The first step to write a scenario is brainstorming. You need to identify ‘critical uncertainties’ in the issue you are looking at. Then, you develop different stories to reflect what can happen with such uncertainties.
She explained that scenario is a plausible story about future and can be used in two ways; fore-casting and back-casting. My understanding of fore-casting is that you explore possible futures through the exercise of scenario writing.
I thought back-casting is easier to understand. It means that you choose the ideal scenario and assess what you need to get there. It can also work in the other way, you choose the undesirable scenario and assess what you must not do to avoid it.
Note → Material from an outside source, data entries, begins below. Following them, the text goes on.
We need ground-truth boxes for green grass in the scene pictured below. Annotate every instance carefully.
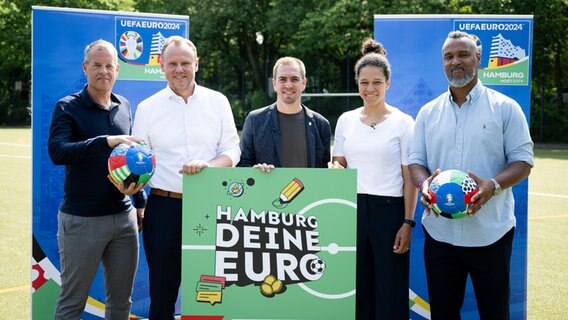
[0,129,32,320]
[0,129,568,320]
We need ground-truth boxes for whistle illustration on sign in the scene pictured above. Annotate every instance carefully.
[272,178,304,209]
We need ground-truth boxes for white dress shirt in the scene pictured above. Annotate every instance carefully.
[132,85,241,193]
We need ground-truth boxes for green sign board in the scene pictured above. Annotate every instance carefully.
[181,168,357,320]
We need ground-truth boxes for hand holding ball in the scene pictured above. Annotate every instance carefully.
[108,143,156,188]
[428,170,478,219]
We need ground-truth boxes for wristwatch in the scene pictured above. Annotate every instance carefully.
[404,219,416,228]
[491,178,503,196]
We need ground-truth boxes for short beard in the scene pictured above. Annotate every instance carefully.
[446,72,475,88]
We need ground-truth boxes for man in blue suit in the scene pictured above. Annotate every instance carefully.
[237,57,331,172]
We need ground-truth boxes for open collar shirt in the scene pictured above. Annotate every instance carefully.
[409,81,534,247]
[132,85,241,193]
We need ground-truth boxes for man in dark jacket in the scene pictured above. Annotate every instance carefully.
[237,57,331,171]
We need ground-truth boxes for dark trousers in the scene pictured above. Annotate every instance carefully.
[424,226,515,320]
[355,194,410,320]
[142,194,182,320]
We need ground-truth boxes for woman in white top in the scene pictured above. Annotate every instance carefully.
[330,39,417,320]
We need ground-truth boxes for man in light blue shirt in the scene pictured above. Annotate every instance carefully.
[409,31,533,320]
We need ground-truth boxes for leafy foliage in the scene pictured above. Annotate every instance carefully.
[4,0,568,142]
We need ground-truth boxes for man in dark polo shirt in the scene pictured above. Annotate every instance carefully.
[48,40,146,320]
[237,57,331,171]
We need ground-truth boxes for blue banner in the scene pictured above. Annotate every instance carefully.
[32,6,189,320]
[374,15,533,319]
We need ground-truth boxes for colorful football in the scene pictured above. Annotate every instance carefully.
[428,170,477,219]
[108,143,156,187]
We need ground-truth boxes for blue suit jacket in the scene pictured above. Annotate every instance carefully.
[237,104,331,168]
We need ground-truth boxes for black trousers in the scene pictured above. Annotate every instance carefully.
[355,194,410,320]
[424,226,515,320]
[142,194,182,320]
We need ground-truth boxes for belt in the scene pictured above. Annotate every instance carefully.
[150,188,182,200]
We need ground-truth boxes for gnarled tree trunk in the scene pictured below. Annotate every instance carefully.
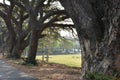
[26,29,38,65]
[60,0,120,80]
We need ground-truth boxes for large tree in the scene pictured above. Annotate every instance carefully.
[20,0,71,64]
[0,0,29,58]
[59,0,120,80]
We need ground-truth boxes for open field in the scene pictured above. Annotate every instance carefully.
[37,54,81,67]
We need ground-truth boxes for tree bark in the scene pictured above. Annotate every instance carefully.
[26,29,38,65]
[60,0,120,80]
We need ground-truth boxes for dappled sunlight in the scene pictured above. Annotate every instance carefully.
[37,54,81,67]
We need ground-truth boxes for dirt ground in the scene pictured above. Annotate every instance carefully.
[1,55,80,80]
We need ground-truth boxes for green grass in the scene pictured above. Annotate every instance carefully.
[37,54,81,67]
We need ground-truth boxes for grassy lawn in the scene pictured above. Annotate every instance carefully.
[37,54,81,67]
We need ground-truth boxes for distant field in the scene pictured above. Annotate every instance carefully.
[37,54,81,67]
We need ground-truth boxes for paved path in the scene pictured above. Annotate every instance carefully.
[0,60,38,80]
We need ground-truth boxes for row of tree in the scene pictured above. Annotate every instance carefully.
[0,0,73,64]
[0,0,120,80]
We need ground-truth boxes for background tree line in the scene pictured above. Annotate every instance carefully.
[0,0,120,80]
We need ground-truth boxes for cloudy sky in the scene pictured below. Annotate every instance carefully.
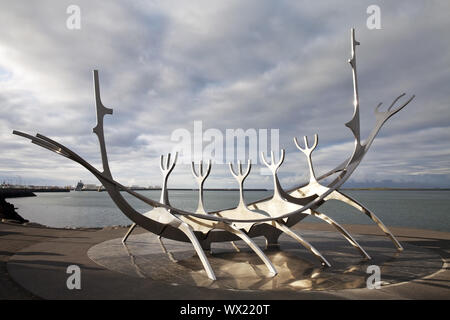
[0,0,450,187]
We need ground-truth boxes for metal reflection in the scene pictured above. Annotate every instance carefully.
[13,29,414,287]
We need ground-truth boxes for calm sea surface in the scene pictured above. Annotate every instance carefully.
[8,190,450,232]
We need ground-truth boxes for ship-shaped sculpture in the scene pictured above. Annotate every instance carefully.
[13,29,414,280]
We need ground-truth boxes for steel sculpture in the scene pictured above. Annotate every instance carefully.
[13,29,414,280]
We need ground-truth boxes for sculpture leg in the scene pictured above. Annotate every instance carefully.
[227,225,278,276]
[311,210,371,259]
[230,241,241,252]
[178,222,216,280]
[275,222,331,267]
[158,236,178,263]
[326,191,403,251]
[122,223,136,243]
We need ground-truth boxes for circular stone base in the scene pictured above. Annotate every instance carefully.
[88,231,443,291]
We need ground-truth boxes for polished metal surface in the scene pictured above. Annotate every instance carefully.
[13,29,414,280]
[88,230,443,291]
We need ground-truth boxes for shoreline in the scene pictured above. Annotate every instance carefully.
[0,223,450,300]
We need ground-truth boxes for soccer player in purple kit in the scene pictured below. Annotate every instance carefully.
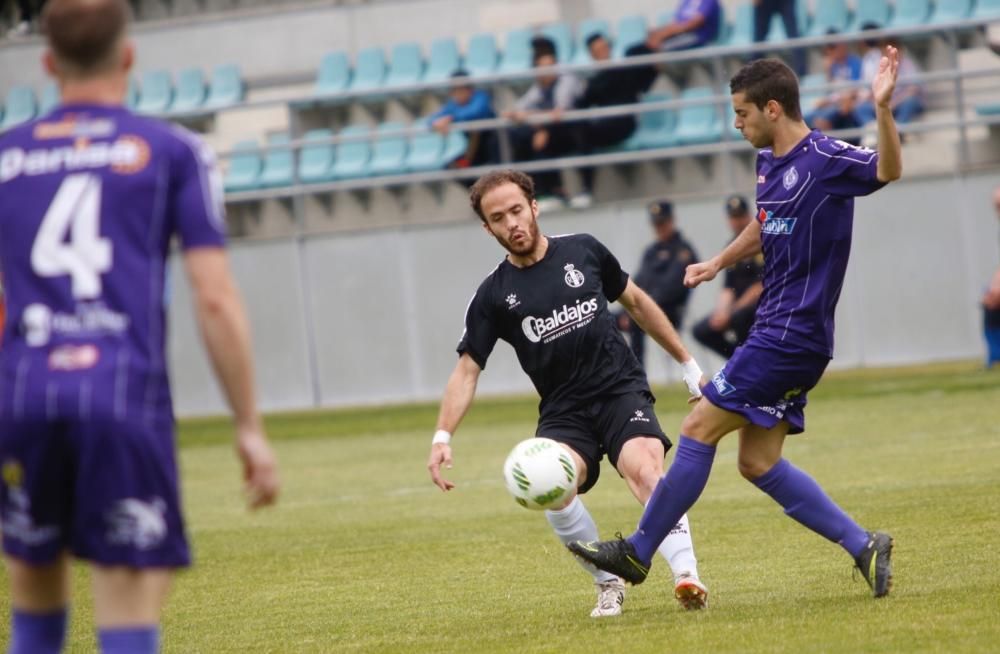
[0,0,278,654]
[568,53,902,597]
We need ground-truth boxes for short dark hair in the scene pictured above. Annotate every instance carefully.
[469,168,535,223]
[729,59,802,120]
[42,0,131,75]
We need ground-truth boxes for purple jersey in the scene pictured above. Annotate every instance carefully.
[748,131,884,357]
[0,105,224,420]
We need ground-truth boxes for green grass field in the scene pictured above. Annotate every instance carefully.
[0,364,1000,653]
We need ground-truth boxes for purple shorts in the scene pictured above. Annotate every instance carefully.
[0,411,191,568]
[702,342,830,434]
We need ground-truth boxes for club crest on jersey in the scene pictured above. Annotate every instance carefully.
[781,166,799,191]
[563,263,584,288]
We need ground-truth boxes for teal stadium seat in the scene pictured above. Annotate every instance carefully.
[257,134,295,188]
[497,29,531,73]
[313,51,351,97]
[171,68,205,111]
[465,34,498,77]
[38,82,59,116]
[348,48,385,92]
[222,141,260,191]
[622,93,677,150]
[424,38,462,83]
[573,18,611,64]
[383,43,424,87]
[675,86,722,145]
[538,23,574,64]
[806,0,848,36]
[0,86,38,130]
[330,125,372,179]
[368,123,407,177]
[135,70,174,114]
[299,129,333,184]
[205,64,246,109]
[614,15,649,59]
[930,0,972,23]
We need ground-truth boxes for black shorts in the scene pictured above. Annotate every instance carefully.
[535,393,673,494]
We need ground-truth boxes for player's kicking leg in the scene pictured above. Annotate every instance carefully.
[545,444,625,618]
[618,436,708,610]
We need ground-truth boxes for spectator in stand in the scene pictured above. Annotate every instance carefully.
[504,37,584,211]
[692,195,764,359]
[427,70,500,168]
[570,32,656,209]
[646,0,722,51]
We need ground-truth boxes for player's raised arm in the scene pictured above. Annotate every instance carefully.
[184,247,278,508]
[427,354,482,491]
[872,45,903,182]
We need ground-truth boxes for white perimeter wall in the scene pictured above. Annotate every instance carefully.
[170,173,1000,414]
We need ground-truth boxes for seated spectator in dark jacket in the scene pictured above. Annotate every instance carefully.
[427,70,500,168]
[571,32,656,209]
[693,195,764,359]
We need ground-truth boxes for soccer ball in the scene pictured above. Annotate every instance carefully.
[503,438,577,511]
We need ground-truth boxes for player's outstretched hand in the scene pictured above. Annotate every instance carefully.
[872,45,899,107]
[427,443,455,491]
[236,429,280,509]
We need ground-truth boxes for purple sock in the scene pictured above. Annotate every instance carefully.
[7,609,66,654]
[753,459,868,556]
[628,435,715,565]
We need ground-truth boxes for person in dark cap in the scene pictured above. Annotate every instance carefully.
[692,195,764,359]
[618,200,698,365]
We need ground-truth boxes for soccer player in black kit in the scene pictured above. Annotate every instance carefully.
[427,170,708,618]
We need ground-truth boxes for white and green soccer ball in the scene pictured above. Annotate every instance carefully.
[503,438,578,511]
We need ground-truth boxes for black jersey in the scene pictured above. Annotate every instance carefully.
[458,234,649,415]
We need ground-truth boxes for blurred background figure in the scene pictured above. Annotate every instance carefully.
[692,195,764,359]
[618,200,698,366]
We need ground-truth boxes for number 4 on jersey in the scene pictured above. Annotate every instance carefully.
[31,174,111,300]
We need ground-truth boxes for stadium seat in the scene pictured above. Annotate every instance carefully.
[675,86,722,145]
[622,93,677,150]
[847,0,891,32]
[889,0,931,28]
[573,18,611,64]
[424,38,462,82]
[223,141,260,191]
[930,0,972,23]
[330,125,372,179]
[38,82,59,116]
[383,43,424,87]
[806,0,852,36]
[205,64,246,109]
[135,70,174,114]
[313,52,351,96]
[465,33,497,77]
[348,48,385,92]
[497,29,531,73]
[538,23,574,64]
[368,123,407,176]
[171,68,205,111]
[257,134,295,188]
[299,129,333,184]
[614,15,649,59]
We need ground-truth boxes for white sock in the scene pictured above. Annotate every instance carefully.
[545,497,616,583]
[656,513,698,580]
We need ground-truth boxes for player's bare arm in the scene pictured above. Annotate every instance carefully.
[184,248,279,508]
[872,46,903,182]
[684,220,761,288]
[427,354,482,491]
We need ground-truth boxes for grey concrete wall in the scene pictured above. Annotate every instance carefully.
[170,167,1000,414]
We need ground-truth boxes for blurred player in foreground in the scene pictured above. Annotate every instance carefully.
[427,170,708,618]
[0,0,278,654]
[570,55,902,597]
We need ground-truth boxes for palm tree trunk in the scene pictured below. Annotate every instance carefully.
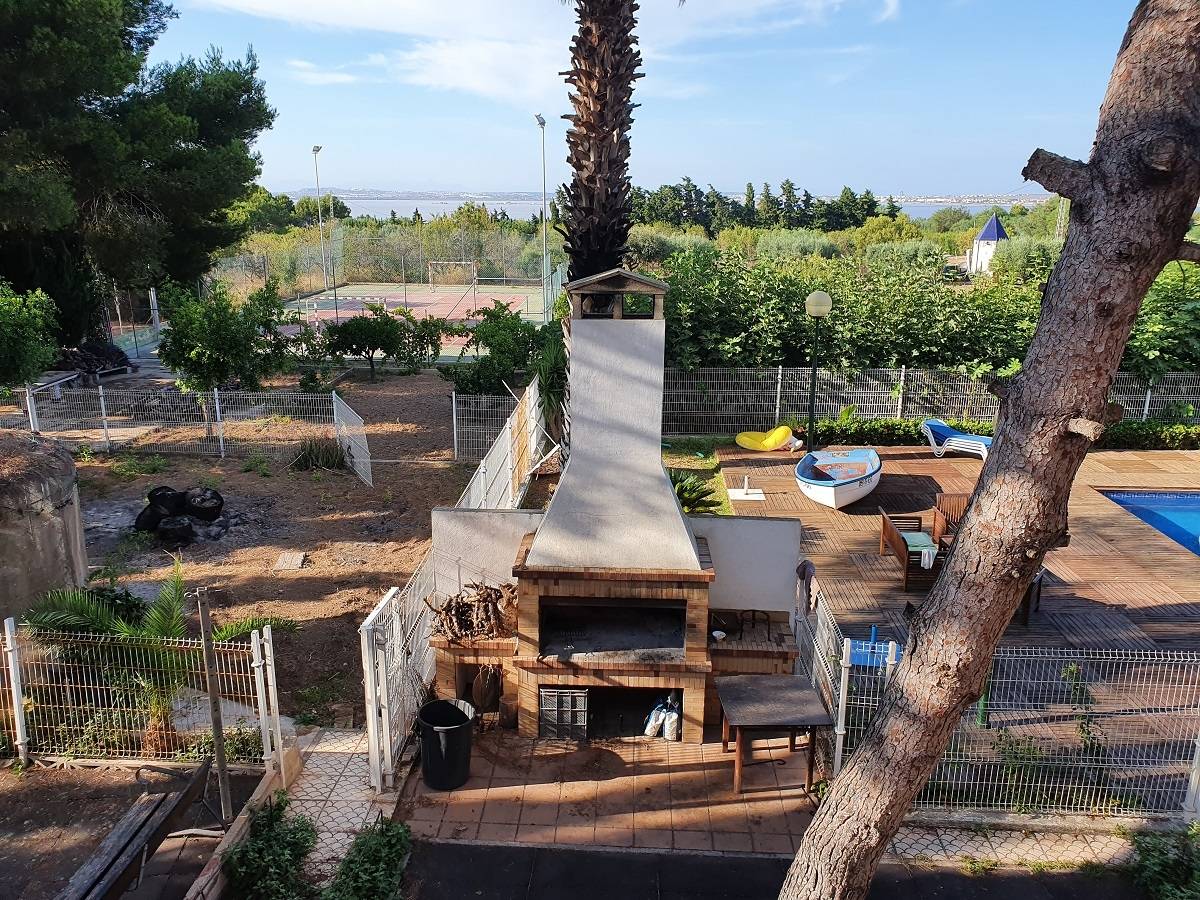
[780,0,1200,900]
[556,0,642,281]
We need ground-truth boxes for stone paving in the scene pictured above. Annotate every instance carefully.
[288,728,396,883]
[396,732,1130,869]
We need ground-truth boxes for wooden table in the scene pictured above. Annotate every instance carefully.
[714,676,833,793]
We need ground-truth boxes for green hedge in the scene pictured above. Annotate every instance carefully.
[782,416,1200,450]
[782,416,992,446]
[1096,421,1200,450]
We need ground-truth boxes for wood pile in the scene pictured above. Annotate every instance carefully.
[425,582,517,641]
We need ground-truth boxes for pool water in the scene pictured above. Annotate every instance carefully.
[1104,491,1200,556]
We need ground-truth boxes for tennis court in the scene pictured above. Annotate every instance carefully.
[288,280,544,324]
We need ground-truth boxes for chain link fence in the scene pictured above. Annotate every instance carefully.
[797,588,1200,816]
[0,619,282,766]
[359,378,545,791]
[0,385,371,485]
[454,367,1200,448]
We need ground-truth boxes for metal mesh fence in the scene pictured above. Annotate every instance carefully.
[451,394,517,462]
[803,605,1200,815]
[0,626,277,766]
[359,378,545,791]
[455,367,1200,441]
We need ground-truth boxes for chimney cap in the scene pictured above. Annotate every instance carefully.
[563,269,671,294]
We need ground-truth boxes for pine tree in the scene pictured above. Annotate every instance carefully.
[757,181,782,228]
[742,181,757,227]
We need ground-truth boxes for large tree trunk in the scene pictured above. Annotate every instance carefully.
[556,0,642,281]
[780,0,1200,900]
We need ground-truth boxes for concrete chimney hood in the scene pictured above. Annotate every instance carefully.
[524,269,702,571]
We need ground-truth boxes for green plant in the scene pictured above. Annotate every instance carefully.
[221,791,317,900]
[158,280,288,393]
[667,469,721,516]
[0,283,58,388]
[1128,822,1200,900]
[109,454,169,481]
[24,557,196,757]
[289,438,346,472]
[325,304,406,382]
[241,450,271,478]
[175,720,263,763]
[959,856,1000,877]
[212,616,300,641]
[320,817,413,900]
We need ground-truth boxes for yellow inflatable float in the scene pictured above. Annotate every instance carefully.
[734,425,794,452]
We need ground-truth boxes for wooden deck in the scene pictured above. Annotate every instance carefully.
[718,448,1200,650]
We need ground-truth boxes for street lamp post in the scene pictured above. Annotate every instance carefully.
[312,144,329,290]
[804,290,833,452]
[533,113,553,322]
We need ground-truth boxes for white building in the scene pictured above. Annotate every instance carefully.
[967,212,1008,275]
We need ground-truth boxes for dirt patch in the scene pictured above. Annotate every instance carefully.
[78,373,472,724]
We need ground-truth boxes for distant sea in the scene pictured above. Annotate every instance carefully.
[346,198,1008,220]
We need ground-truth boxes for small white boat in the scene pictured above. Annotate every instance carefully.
[796,448,883,509]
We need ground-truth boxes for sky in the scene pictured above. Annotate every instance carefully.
[151,0,1135,196]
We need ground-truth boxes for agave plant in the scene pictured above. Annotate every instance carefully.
[667,469,721,516]
[24,557,197,757]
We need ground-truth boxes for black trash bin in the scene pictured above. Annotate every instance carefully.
[416,700,475,791]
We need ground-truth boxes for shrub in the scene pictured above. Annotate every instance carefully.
[1096,421,1200,450]
[757,228,838,259]
[667,469,721,516]
[212,616,300,641]
[241,450,271,478]
[221,791,317,900]
[289,438,346,472]
[109,454,168,481]
[1129,822,1200,900]
[320,818,413,900]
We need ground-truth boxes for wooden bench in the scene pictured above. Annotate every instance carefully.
[880,506,946,590]
[55,758,212,900]
[934,493,971,544]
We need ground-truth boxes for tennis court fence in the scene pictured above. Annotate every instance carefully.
[454,366,1200,460]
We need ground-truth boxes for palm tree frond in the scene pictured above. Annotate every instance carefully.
[24,588,125,635]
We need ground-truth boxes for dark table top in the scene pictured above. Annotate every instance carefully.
[714,676,833,728]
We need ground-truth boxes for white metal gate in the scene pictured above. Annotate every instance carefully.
[334,394,374,487]
[359,571,434,791]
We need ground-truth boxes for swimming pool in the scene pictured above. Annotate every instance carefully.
[1103,491,1200,556]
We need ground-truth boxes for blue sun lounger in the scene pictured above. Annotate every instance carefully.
[920,419,991,460]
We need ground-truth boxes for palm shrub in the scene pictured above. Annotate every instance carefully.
[667,469,721,516]
[24,557,199,757]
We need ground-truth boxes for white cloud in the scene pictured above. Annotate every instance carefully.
[875,0,900,22]
[287,59,359,85]
[367,38,568,106]
[192,0,878,102]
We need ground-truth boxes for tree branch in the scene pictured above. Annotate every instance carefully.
[1021,149,1092,200]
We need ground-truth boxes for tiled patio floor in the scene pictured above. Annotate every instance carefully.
[288,728,396,883]
[397,732,812,854]
[395,731,1130,868]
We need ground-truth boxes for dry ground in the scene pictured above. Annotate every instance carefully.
[72,373,470,724]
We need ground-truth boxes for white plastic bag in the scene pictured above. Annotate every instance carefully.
[662,706,680,740]
[646,703,666,738]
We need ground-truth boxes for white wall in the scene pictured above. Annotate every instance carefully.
[690,516,803,612]
[431,506,542,594]
[967,241,997,274]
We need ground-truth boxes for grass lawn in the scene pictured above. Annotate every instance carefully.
[662,434,733,516]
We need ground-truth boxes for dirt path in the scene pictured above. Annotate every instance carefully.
[79,373,470,724]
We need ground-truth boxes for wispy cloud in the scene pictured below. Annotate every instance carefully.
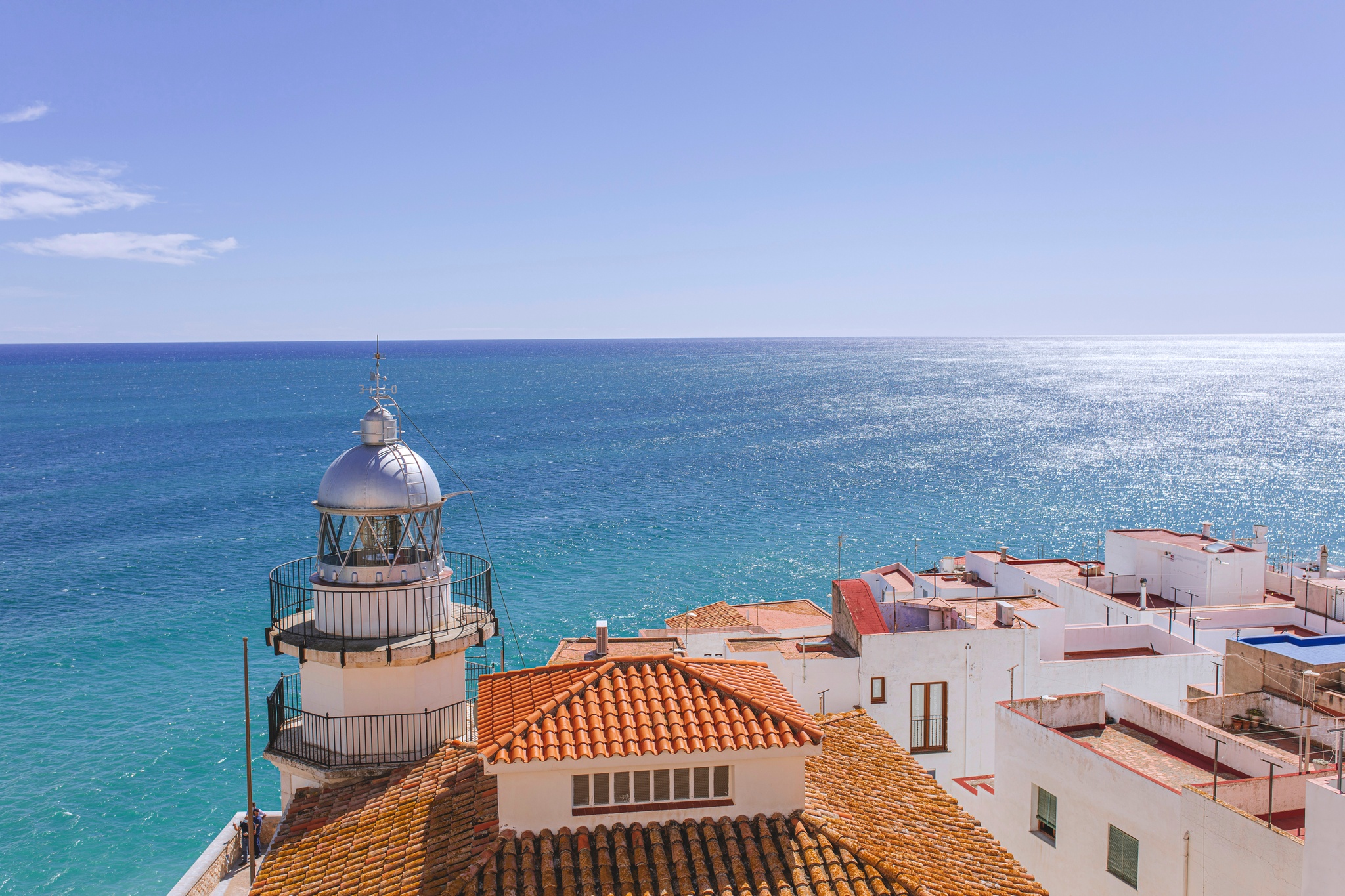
[9,232,238,265]
[0,102,50,125]
[0,160,153,221]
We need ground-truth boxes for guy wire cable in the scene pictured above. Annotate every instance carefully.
[389,396,527,665]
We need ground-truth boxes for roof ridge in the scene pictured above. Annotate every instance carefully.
[670,657,822,740]
[480,660,616,760]
[818,708,869,725]
[799,809,933,896]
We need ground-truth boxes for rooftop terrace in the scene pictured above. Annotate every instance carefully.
[1243,634,1345,666]
[1065,721,1246,787]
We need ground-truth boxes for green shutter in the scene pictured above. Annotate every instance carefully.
[1107,825,1139,889]
[1037,787,1056,832]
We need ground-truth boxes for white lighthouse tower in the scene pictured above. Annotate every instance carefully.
[265,353,495,806]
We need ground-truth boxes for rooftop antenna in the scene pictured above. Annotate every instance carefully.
[359,336,401,410]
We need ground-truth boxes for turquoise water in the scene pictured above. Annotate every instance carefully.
[0,337,1345,893]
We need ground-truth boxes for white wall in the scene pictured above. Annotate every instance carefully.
[1304,777,1345,896]
[299,653,467,716]
[1181,778,1304,896]
[764,652,861,712]
[1105,532,1266,606]
[485,747,822,833]
[855,629,1032,779]
[979,706,1182,896]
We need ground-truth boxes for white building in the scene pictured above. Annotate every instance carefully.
[476,656,822,832]
[833,579,1218,780]
[959,688,1345,896]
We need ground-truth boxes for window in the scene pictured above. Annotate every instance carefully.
[869,678,888,702]
[910,681,948,752]
[1036,787,1056,846]
[571,765,732,815]
[692,765,710,800]
[574,775,588,806]
[714,765,729,798]
[1107,825,1139,889]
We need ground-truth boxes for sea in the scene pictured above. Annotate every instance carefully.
[0,336,1345,893]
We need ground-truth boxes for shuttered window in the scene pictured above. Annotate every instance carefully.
[1107,825,1139,889]
[1037,787,1056,842]
[570,765,733,815]
[570,775,588,806]
[692,765,710,800]
[672,769,692,800]
[593,771,612,806]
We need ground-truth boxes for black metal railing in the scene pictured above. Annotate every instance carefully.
[271,552,493,650]
[267,673,479,769]
[910,716,948,751]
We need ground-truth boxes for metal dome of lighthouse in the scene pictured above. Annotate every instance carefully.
[313,351,461,584]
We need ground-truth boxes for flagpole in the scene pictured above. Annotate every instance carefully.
[244,638,261,883]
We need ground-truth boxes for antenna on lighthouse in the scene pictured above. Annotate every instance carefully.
[359,336,397,407]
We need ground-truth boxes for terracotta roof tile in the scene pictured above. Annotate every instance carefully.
[663,601,752,629]
[546,635,682,666]
[805,710,1046,896]
[253,709,1045,896]
[476,656,822,763]
[252,744,499,896]
[831,579,888,634]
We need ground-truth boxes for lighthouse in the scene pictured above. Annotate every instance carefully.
[265,353,495,806]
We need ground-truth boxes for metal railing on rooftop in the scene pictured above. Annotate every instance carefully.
[267,662,488,769]
[271,552,494,650]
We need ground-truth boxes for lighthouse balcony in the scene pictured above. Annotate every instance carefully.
[267,552,495,665]
[267,661,488,774]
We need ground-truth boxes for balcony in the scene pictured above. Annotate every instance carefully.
[267,661,488,771]
[269,552,495,662]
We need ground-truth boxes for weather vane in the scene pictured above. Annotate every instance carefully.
[359,336,397,404]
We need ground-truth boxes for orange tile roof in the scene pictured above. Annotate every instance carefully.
[732,598,831,631]
[546,635,682,666]
[831,579,888,634]
[663,601,752,629]
[462,813,908,896]
[476,656,822,763]
[252,744,499,896]
[252,711,1045,896]
[805,710,1046,896]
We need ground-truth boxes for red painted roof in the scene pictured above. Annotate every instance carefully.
[831,579,888,634]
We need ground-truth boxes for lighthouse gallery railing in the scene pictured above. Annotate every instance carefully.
[267,661,487,769]
[271,551,493,650]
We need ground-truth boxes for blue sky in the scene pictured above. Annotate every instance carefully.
[0,1,1345,343]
In either way, the key is who you accommodate in the brain storming session because this has a large influence on what critical uncertainties are.
Another point was that in what way scenario can help negotiation process. If two parties with different ideal stories have to make a single decision, can scenario help? It does help in understanding what the other people want. However, this does not mean they can reach agreement easily. Also there are cases where, even though two parties can have different decisions, two scenarios do not stand together. In such cases, scenarios may not be so useful.
I remember that, in one of the seminars at JMI, it was discussed that who your scenario is developed for as well as who you (the scenario writer) are should matter. I am a bit confused as scenario seemed topic-based rather than user-specific. Are they two different approaches of scenario writing, or am I still missing some ingredients?
Anyway, scenario seems to be one of the interesting tool for governance, and I want to learn a bit more about it.